Republicans tomorrow night have a chance to win as many as five of six key attorney general races in Arizona, Colorado, Wisconsin, Arkansas, Nevada and New Mexico.
Recent polls show Republican Mark Brnovich leading Democrat Felecia Rotellini in Arizona by nine points, in a race that appears all but decided.
The AG race seems to be solidly breaking the GOP’s way in Colorado, with Cynthia Coffman leading Democrat Don Quick by seven points. This in a state where Republicans are in a fight to the finish for governor and a U.S. Senate seat.
Republican Brad Schimel is facing a closer race in Wisconsin, but still leads his Democratic opponent, Susan Happ, by four percentage points in recent polling. This race has largely been over-shadowed by the gubernatorial election in which Gov. Scott Walker is seeking a second term after surviving the 2012 recall effort against him.
Arkansas Republican Leslie Rutledge faced criticism regarding voter registration and questionable emails she sent while working for the Department of Human Services. Still, she leads her Democratic opponent, Nate Steel, by 4 percent in the latest PPP survey.
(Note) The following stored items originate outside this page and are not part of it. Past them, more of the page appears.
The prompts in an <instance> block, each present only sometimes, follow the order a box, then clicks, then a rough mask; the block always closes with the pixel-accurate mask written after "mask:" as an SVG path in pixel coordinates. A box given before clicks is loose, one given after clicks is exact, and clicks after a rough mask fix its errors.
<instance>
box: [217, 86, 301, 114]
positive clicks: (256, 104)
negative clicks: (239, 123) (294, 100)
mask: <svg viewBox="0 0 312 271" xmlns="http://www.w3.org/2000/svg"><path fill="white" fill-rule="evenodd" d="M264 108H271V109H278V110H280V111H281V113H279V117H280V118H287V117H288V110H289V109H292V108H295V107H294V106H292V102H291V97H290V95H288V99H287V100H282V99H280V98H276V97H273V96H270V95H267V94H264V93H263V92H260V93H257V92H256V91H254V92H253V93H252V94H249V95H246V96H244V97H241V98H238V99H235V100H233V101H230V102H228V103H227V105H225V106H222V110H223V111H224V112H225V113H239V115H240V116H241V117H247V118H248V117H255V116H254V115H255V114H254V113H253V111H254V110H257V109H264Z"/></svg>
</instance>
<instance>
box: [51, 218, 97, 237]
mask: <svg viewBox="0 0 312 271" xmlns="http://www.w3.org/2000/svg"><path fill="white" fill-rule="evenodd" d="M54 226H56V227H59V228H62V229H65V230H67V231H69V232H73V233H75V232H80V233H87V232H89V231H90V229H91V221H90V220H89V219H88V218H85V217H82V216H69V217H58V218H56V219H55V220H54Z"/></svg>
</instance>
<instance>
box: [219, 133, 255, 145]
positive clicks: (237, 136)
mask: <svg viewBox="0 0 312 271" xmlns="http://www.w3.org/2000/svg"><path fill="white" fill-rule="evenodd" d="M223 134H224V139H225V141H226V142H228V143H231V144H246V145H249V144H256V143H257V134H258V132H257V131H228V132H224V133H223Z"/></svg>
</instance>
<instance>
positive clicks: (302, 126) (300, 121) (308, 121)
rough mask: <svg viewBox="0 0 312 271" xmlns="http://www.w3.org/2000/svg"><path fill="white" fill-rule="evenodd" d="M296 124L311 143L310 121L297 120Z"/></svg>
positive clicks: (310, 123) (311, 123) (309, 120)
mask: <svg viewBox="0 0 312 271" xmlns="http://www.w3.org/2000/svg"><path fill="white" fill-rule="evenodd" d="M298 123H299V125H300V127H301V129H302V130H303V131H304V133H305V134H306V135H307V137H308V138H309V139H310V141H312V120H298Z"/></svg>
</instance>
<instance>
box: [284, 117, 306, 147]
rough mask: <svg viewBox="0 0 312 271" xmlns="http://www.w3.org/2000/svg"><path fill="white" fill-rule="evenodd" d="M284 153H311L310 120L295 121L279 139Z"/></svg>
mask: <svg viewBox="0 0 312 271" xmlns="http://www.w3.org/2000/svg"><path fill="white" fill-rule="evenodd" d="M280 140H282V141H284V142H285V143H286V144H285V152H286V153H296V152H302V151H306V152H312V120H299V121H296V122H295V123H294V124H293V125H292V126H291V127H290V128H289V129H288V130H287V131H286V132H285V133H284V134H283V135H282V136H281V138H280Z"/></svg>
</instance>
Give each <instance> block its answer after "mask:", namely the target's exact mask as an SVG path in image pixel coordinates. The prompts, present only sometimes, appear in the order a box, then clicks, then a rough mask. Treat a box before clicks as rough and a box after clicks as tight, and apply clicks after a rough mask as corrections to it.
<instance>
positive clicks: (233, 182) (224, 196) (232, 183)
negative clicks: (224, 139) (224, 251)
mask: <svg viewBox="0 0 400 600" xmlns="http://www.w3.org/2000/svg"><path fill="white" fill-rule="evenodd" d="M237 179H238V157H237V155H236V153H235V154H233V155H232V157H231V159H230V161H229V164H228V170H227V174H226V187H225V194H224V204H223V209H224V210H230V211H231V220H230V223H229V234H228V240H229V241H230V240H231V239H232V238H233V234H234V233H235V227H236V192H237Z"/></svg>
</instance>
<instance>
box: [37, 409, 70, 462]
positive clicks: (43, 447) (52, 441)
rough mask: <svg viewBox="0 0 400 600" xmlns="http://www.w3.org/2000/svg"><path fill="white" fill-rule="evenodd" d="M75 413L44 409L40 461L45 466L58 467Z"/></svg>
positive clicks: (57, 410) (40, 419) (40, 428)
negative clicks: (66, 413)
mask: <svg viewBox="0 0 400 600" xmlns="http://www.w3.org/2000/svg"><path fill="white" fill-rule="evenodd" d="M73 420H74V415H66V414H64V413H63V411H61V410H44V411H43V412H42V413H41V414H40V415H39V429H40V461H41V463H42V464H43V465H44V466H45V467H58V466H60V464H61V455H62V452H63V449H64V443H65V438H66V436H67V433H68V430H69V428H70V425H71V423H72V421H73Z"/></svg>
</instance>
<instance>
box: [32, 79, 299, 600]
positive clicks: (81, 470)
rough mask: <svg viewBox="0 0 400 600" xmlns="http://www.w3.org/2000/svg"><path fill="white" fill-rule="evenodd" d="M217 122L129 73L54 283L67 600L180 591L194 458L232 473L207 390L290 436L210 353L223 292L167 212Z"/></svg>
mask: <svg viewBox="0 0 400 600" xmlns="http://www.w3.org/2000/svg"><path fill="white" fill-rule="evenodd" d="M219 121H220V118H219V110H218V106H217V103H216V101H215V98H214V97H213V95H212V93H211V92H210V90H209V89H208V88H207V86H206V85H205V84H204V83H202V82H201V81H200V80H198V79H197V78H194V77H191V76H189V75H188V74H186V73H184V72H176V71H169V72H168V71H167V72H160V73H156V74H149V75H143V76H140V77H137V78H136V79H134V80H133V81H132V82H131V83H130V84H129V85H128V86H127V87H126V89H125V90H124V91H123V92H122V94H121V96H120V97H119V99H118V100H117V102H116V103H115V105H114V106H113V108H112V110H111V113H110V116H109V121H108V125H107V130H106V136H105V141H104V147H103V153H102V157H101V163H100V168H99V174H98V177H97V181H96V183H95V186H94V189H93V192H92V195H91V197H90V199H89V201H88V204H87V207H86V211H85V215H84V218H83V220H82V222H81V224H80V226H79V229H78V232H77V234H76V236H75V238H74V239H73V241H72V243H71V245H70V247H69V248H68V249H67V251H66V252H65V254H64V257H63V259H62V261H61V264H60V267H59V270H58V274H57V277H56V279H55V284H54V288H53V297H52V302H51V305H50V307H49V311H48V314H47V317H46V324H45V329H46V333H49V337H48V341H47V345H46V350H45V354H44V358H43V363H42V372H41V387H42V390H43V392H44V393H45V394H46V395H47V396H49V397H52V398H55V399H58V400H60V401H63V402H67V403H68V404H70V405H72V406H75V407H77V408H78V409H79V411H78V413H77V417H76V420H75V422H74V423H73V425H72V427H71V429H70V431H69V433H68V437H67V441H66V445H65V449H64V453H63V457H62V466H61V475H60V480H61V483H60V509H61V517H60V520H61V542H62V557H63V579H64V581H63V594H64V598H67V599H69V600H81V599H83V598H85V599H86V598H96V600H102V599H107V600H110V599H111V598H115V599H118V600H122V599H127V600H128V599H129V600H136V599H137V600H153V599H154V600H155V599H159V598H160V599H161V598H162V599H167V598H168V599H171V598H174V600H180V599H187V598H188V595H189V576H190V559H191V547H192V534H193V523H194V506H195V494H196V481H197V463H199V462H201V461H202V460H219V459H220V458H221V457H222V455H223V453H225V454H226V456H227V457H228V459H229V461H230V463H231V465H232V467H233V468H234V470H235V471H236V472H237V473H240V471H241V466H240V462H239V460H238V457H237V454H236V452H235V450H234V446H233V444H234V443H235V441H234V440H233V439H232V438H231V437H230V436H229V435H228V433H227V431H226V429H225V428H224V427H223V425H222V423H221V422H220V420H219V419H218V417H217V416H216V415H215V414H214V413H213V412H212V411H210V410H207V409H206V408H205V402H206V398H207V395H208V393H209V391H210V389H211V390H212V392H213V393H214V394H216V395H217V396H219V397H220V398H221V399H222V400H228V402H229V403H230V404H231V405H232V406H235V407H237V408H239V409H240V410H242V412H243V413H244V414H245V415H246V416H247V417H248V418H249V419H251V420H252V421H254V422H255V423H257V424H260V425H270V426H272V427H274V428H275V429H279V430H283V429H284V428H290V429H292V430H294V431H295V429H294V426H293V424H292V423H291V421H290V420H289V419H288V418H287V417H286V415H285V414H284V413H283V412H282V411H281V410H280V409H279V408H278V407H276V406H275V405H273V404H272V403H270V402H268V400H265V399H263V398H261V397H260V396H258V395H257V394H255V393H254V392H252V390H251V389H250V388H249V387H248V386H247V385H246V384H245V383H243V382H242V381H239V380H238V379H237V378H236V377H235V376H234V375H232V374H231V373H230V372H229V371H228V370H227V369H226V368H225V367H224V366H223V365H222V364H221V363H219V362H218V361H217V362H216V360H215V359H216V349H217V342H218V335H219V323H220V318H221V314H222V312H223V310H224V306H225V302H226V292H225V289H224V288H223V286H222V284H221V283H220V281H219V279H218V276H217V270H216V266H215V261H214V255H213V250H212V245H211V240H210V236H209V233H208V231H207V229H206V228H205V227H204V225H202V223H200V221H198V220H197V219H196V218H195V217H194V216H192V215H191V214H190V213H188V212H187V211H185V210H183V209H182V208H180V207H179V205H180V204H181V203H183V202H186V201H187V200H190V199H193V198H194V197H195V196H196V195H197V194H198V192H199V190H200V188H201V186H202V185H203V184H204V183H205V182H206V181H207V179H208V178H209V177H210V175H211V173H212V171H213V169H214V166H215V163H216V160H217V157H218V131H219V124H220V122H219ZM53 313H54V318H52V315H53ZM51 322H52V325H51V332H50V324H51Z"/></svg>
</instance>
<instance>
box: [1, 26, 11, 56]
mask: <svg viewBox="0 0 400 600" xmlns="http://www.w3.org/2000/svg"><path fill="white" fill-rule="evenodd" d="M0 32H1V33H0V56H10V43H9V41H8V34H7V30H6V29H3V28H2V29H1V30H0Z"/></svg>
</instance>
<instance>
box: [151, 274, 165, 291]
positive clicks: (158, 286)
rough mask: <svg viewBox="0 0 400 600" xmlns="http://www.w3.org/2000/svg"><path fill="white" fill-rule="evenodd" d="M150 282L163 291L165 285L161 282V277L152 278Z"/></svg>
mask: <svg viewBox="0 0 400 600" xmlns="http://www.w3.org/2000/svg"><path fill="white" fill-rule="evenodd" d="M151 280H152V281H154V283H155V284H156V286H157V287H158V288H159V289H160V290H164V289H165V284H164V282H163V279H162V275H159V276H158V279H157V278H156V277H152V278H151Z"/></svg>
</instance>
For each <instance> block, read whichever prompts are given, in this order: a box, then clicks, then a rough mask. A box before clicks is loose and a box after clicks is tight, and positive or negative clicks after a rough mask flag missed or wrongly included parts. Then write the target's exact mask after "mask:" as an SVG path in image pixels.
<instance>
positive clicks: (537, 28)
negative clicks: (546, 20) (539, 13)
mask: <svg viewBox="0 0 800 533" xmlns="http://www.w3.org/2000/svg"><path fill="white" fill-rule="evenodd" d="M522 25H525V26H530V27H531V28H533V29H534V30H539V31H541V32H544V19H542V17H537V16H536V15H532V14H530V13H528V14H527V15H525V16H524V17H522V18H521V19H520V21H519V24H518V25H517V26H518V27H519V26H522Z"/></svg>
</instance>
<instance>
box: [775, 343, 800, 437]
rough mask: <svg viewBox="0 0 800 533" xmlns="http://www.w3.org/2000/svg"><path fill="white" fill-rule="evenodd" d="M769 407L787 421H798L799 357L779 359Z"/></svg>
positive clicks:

Hopes have been high in Nevada, as Republican turnout in early voting has far surpassed previous mid-term election years. Recent poll numbers show Republican Adam Laxalt closing the gap on Democratic candidate Ross Miller, the current secretary of state.
Nevada will likely be the closest of all the AG races. The grandson of former Nevada Senator Paul Laxalt has overcome criticism for his lack of political experience and weathered a flood of negative advertising to make Democrats nervous going into Election Day.
Only in New Mexico, where Susan Riedel has thus far been unable to come close to her opponent, Democrat Hector Balderas, in polling does a Republican win look out of reach.
Riedel has the support of New Mexico’s Republican Gov. Susana Martinez. Balderas, however, has far surpassed Riedel in fundraising, outspending her 4-1 on television advertising.
Balderas also has history on his side. Republicans haven’t won an AG’s race in the state in 28 years.
Five wins would mean 27 Republican attorneys general, the greatest number in American history.
Those wins, Scott Will, political director of the Republican Attorneys General Association, told me will “ensure an important layer of accountability on the final two years of the Obama administration.”